Post-Mortem of YouTrack InCloud Availability Issue
As you might have noticed, on Wednesday, February 20, there was the problem with YouTrack InCloud availability. The problem caused downtime at around 19.00 GMT and another downtime at around 23.00 GMT.
What was the problem
We use Nginx server which is focused on high concurrency, performance and low memory. On February 20 Nginx was unusually high loaded. This caused Out of memory error and we decided to restart Nginx on another server. We got 30 minutes downtime, finally. Honestly, longer than we expected.
What we’ve already done to solve this issue
Our Nginx was restarted on another server which is more powerful. Some technical issues which made downtime while moving to another server longer than expected were solved. All YouTrack InCloud instances should work fine since 23.30 GMT.
Please, contact our InCloud support if there is still a problem with your YouTrack instance.

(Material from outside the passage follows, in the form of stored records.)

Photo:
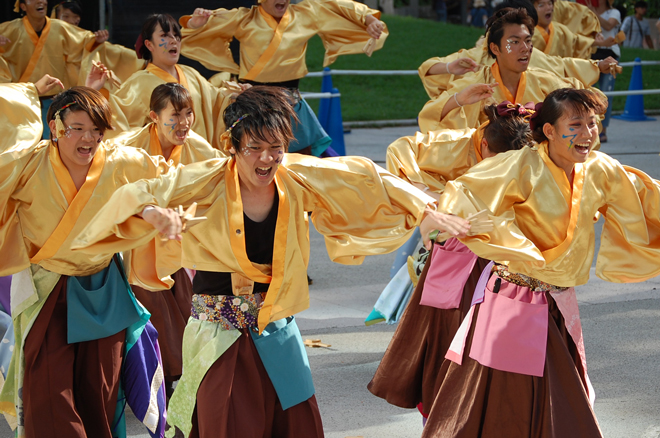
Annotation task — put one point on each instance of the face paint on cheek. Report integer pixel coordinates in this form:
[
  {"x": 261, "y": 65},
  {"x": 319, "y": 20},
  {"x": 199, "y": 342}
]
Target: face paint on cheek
[
  {"x": 163, "y": 44},
  {"x": 171, "y": 125},
  {"x": 572, "y": 139}
]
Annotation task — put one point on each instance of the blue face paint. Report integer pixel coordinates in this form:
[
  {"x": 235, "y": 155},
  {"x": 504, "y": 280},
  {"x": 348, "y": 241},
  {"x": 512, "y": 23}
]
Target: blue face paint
[
  {"x": 171, "y": 125},
  {"x": 572, "y": 139},
  {"x": 163, "y": 44}
]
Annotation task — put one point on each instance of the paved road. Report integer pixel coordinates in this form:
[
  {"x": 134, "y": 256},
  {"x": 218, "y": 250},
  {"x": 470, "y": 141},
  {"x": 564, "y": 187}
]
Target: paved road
[{"x": 620, "y": 325}]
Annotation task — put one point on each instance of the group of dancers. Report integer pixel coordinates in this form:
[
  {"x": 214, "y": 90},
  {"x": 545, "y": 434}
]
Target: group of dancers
[{"x": 159, "y": 233}]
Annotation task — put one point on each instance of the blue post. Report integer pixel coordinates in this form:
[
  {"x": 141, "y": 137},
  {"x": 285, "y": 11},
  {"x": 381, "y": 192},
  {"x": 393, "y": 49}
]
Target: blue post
[
  {"x": 324, "y": 105},
  {"x": 634, "y": 110},
  {"x": 335, "y": 127}
]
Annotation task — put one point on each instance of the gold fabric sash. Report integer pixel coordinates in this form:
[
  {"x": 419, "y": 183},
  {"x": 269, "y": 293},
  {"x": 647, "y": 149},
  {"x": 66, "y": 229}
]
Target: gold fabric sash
[
  {"x": 573, "y": 196},
  {"x": 77, "y": 200},
  {"x": 39, "y": 43},
  {"x": 162, "y": 74},
  {"x": 156, "y": 149},
  {"x": 274, "y": 43},
  {"x": 522, "y": 84}
]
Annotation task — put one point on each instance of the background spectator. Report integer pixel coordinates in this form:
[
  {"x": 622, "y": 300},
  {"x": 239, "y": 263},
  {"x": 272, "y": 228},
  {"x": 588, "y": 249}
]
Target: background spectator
[{"x": 636, "y": 28}]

What we are willing to do to prevent further issues
Current solution prevents similar problem for a long time. Though, we plan to configure second nginx server and use Elastic Load Balancing automatically distributes incoming application traffic across multiple Amazon EC2 instances.
We apologize for the inconvenience you might have experienced due our system downtime. We have done our best to solve the problem as soon as possible. This issue taught us a lesson how to achieve greater YouTrack InCloud fault tolerance with higher loads.
JetBrains YouTrack Team